“Ed Boyden on Minding Your Brain (Episode 64)”, 2019-04-10 (; backlinks):
Edward Boyden: …One idea is, how do we find the diamonds in the rough, the big ideas but they’re kind of hidden in plain sight? I think we see this a lot. Machine learning, deep learning, is one of the hot topics of our time, but a lot of the math was worked out decades ago—backpropagation, for example, in the 1980s and 1990s. What has changed since then is, no doubt, some improvements in the mathematics, but largely, I think we’d all agree, better compute power and a lot more data.
So how could we find the treasure that’s hiding in plain sight? One of the ideas is to have sort of a SWAT team of people who go around looking for how to connect the dots all day long in these serendipitous ways.
Tyler Cowen: …Two last questions. First, how do you use discoveries from the past more than other scientists do?
E. Boyden: One way to think of it is that, if a scientific topic is really popular and everybody’s doing it, then I don’t need to be part of that. What’s the benefit of being the 100,000th person working on something?
So I read a lot of old papers. I read a lot of things that might be forgotten because I think that there’s a lot of treasure hiding in plain sight. As we discussed earlier, optogenetics and expansion microscopy both begin from papers from other fields, some of which are quite old and which mostly had been ignored by other people.
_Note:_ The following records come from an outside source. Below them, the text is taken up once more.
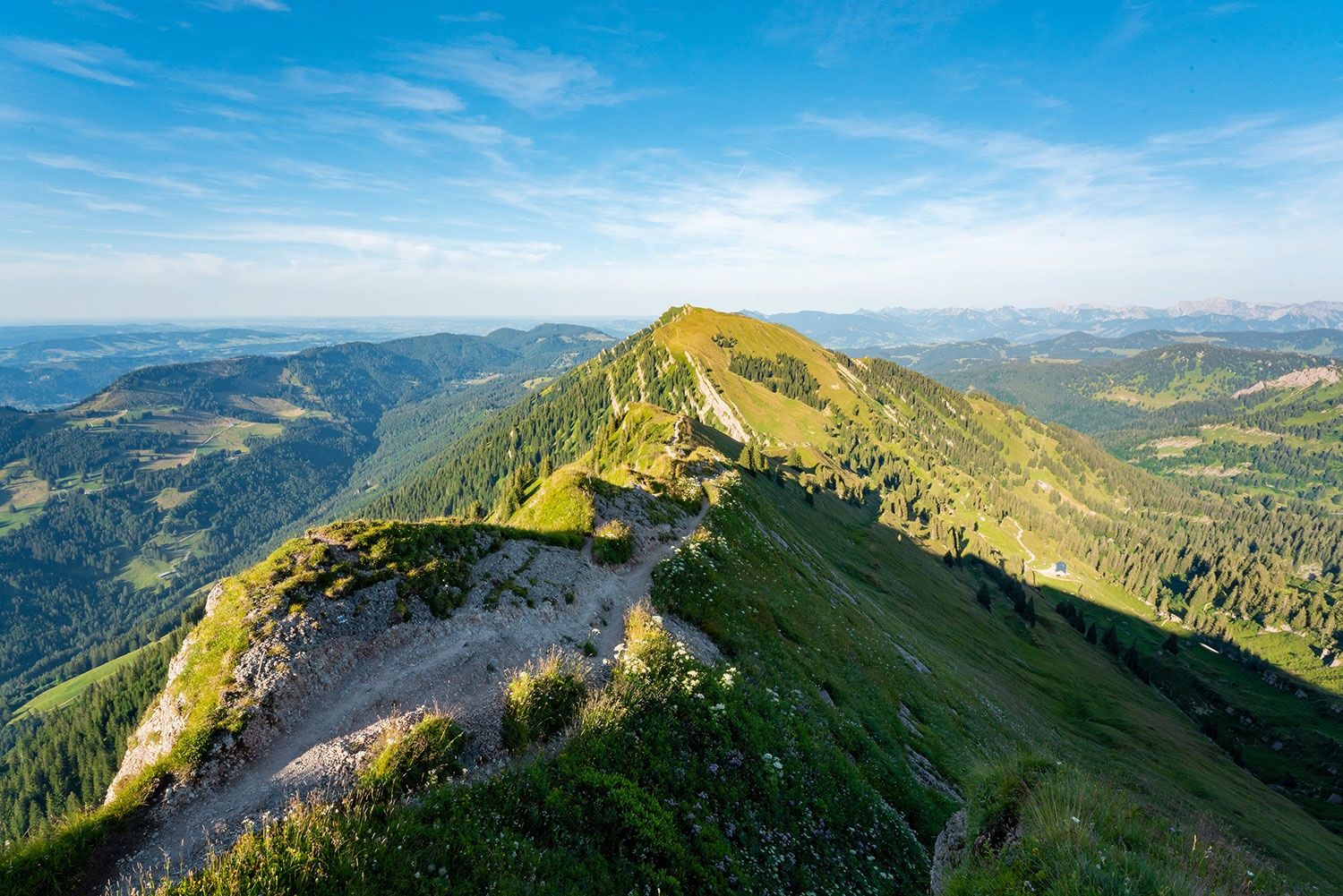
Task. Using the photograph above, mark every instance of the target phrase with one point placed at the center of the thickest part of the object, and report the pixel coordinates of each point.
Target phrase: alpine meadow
(888, 448)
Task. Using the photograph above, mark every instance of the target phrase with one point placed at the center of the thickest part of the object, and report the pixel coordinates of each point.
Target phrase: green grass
(679, 778)
(407, 758)
(612, 543)
(1039, 826)
(61, 694)
(542, 699)
(563, 504)
(833, 606)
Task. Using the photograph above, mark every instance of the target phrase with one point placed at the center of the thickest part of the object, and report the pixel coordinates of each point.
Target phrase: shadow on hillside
(1268, 721)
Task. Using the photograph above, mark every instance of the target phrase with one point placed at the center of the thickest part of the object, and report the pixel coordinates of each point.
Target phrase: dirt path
(458, 664)
(1021, 533)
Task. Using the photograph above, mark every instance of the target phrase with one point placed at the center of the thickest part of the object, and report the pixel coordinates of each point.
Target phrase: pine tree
(1111, 640)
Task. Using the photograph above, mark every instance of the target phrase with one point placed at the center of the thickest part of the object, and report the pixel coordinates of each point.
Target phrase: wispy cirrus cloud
(472, 18)
(384, 90)
(837, 29)
(98, 5)
(235, 5)
(91, 61)
(97, 169)
(536, 81)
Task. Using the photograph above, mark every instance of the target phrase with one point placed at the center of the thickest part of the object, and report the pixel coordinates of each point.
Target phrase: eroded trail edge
(526, 597)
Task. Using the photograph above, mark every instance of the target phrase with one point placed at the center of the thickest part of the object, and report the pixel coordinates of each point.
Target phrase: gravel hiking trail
(457, 664)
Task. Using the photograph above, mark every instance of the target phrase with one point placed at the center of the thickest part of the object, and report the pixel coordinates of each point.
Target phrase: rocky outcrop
(1296, 379)
(158, 734)
(947, 852)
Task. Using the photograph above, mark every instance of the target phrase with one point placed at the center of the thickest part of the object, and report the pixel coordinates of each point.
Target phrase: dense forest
(56, 764)
(145, 506)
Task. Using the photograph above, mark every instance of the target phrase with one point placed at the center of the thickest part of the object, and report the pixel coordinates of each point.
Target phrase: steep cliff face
(304, 661)
(158, 732)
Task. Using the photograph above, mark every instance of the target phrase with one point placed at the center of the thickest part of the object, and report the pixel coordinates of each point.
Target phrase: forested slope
(115, 514)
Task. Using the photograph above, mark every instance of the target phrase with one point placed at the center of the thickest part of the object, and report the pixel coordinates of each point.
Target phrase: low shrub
(1041, 826)
(542, 699)
(407, 758)
(612, 543)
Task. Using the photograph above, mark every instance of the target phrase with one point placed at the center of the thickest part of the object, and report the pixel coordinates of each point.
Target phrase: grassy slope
(61, 694)
(993, 683)
(838, 602)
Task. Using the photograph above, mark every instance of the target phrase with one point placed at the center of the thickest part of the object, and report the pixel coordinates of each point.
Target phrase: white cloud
(234, 5)
(384, 90)
(472, 18)
(97, 169)
(534, 80)
(91, 61)
(98, 5)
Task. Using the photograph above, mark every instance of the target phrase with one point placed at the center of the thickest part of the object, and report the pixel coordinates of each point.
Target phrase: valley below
(714, 610)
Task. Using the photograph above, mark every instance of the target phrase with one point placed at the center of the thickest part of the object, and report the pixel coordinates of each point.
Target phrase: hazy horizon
(247, 155)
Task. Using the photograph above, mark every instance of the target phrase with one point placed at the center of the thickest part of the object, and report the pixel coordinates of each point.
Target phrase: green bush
(1039, 826)
(542, 699)
(408, 758)
(612, 543)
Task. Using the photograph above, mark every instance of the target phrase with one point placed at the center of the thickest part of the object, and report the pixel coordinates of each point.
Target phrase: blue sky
(212, 158)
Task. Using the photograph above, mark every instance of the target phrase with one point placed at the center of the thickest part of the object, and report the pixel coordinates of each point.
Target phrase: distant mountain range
(47, 365)
(910, 325)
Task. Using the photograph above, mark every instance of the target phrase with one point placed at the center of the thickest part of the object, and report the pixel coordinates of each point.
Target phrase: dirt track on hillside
(457, 664)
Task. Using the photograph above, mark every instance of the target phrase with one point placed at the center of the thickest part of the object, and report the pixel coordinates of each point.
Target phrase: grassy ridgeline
(677, 778)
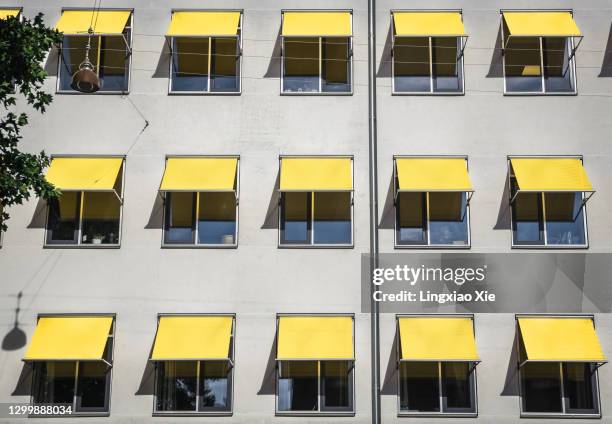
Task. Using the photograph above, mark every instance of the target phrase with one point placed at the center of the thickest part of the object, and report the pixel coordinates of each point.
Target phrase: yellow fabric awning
(541, 24)
(199, 174)
(432, 174)
(437, 339)
(192, 337)
(560, 339)
(104, 22)
(315, 338)
(9, 13)
(204, 23)
(317, 24)
(316, 174)
(428, 24)
(550, 174)
(76, 338)
(84, 173)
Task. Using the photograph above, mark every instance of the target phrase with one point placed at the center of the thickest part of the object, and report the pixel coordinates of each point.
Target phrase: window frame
(428, 245)
(563, 414)
(130, 42)
(545, 244)
(108, 389)
(572, 46)
(80, 244)
(170, 43)
(231, 361)
(320, 91)
(195, 244)
(312, 245)
(461, 41)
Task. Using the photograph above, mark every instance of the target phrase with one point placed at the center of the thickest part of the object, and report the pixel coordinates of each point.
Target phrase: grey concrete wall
(257, 279)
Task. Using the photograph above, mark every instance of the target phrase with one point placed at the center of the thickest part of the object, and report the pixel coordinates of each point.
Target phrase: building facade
(278, 259)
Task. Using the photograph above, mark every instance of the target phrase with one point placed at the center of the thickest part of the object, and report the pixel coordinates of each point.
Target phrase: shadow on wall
(271, 220)
(606, 66)
(268, 383)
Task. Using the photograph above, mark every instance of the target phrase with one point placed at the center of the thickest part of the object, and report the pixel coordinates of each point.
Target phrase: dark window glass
(298, 386)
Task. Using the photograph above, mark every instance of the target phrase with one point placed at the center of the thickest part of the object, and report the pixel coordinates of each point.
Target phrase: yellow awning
(550, 174)
(104, 22)
(317, 24)
(560, 339)
(84, 173)
(541, 24)
(315, 338)
(201, 23)
(192, 337)
(316, 174)
(199, 174)
(437, 339)
(430, 24)
(76, 338)
(432, 174)
(9, 13)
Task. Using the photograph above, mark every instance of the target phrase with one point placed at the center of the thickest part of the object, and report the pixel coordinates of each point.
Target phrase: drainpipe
(373, 156)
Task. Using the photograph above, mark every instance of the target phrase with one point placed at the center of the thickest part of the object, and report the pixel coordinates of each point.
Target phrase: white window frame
(571, 66)
(79, 244)
(320, 91)
(312, 244)
(545, 245)
(428, 245)
(461, 43)
(170, 43)
(197, 412)
(129, 25)
(563, 414)
(195, 244)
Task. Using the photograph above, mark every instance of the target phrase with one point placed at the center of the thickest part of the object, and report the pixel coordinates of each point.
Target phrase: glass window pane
(448, 218)
(54, 383)
(447, 73)
(411, 218)
(217, 218)
(63, 220)
(558, 74)
(176, 386)
(580, 386)
(180, 211)
(215, 390)
(419, 387)
(92, 386)
(101, 216)
(332, 218)
(458, 387)
(411, 64)
(224, 76)
(564, 218)
(301, 64)
(295, 218)
(190, 64)
(523, 64)
(298, 386)
(336, 386)
(336, 65)
(541, 389)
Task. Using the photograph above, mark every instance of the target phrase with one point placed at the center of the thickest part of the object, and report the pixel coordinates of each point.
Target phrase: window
(437, 388)
(84, 386)
(316, 218)
(193, 387)
(86, 218)
(315, 387)
(110, 55)
(428, 65)
(432, 219)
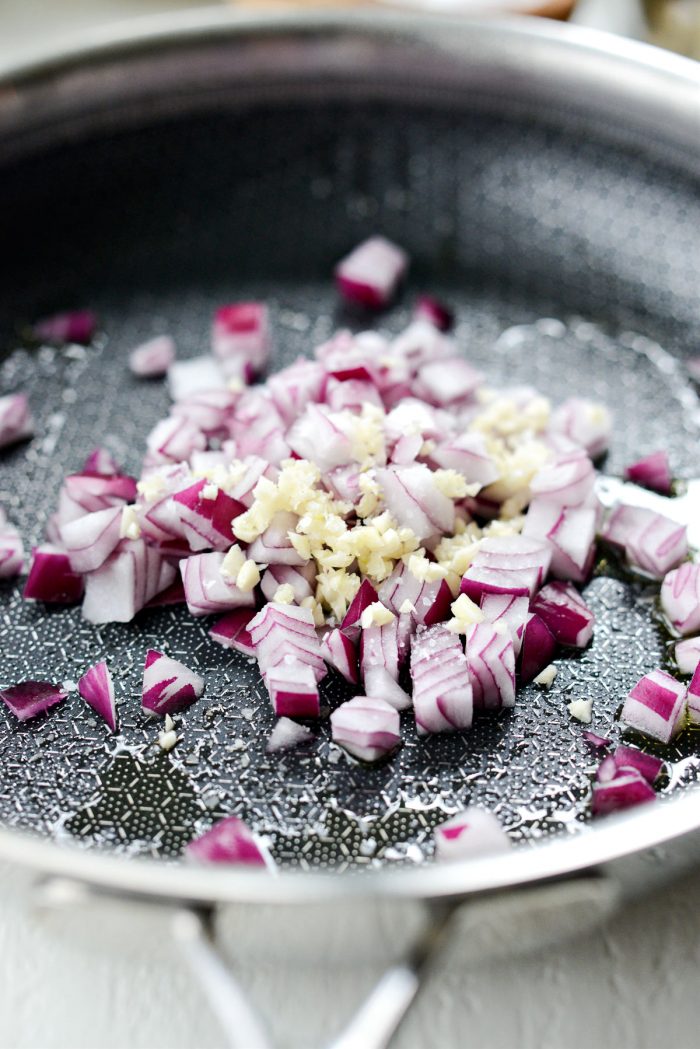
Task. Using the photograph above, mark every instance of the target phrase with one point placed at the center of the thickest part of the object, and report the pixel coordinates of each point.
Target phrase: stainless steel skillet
(541, 177)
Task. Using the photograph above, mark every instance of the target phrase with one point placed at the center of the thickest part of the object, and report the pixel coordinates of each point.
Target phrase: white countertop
(630, 985)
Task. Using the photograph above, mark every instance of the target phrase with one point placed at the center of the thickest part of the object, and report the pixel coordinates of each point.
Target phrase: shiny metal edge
(612, 839)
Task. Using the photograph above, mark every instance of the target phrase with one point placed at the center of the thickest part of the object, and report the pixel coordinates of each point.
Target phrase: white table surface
(633, 984)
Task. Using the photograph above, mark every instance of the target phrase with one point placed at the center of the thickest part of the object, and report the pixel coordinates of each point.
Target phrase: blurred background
(26, 25)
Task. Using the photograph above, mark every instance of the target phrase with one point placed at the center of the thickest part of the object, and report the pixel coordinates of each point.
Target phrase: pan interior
(584, 245)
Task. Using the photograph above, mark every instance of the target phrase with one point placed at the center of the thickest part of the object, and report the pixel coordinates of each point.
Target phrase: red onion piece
(656, 706)
(570, 533)
(97, 688)
(168, 686)
(77, 326)
(207, 591)
(370, 274)
(647, 765)
(287, 734)
(411, 496)
(293, 689)
(339, 651)
(442, 687)
(680, 598)
(468, 454)
(32, 698)
(694, 699)
(50, 577)
(12, 550)
(365, 596)
(16, 421)
(228, 841)
(652, 471)
(379, 646)
(367, 728)
(90, 539)
(152, 359)
(473, 832)
(231, 630)
(595, 741)
(588, 424)
(491, 667)
(626, 790)
(380, 685)
(563, 609)
(186, 378)
(537, 648)
(431, 309)
(240, 338)
(447, 381)
(687, 655)
(101, 462)
(127, 580)
(509, 609)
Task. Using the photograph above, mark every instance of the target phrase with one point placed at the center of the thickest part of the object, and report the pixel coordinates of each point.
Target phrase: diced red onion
(97, 688)
(186, 378)
(656, 706)
(339, 651)
(127, 580)
(365, 596)
(229, 841)
(77, 326)
(687, 655)
(380, 685)
(680, 598)
(50, 577)
(32, 698)
(379, 646)
(207, 591)
(473, 832)
(447, 381)
(647, 765)
(240, 338)
(12, 550)
(153, 358)
(16, 421)
(431, 309)
(628, 789)
(652, 471)
(370, 274)
(467, 453)
(101, 462)
(510, 609)
(563, 609)
(537, 648)
(442, 687)
(90, 539)
(491, 666)
(231, 630)
(293, 689)
(571, 534)
(587, 423)
(694, 699)
(287, 734)
(168, 685)
(411, 496)
(367, 728)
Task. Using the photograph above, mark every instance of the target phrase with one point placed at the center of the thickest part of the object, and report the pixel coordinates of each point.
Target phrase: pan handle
(374, 1024)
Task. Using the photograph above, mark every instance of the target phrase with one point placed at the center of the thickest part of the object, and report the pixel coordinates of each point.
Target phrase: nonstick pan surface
(582, 240)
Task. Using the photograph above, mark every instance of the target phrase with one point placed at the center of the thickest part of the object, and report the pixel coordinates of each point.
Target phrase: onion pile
(376, 509)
I sometimes practice what I call ‘failure rebooting’. We tried something, or somebody else tried something, and it didn’t work. But you know what? Something happened that made the world different. Maybe somebody found a new gene. Maybe computers are faster. Maybe some other discovery from left field has changed how we think about things. And you know what? That old failed idea might be ready for prime time.
With optogenetics, people were trying to control brain cells with light going back to 1971. I was actually reading some earlier papers. There were people playing around with controlling brain cells with light going back to the 1940s. What is different? Well, this class of molecules that we put into neurons hadn’t been discovered yet.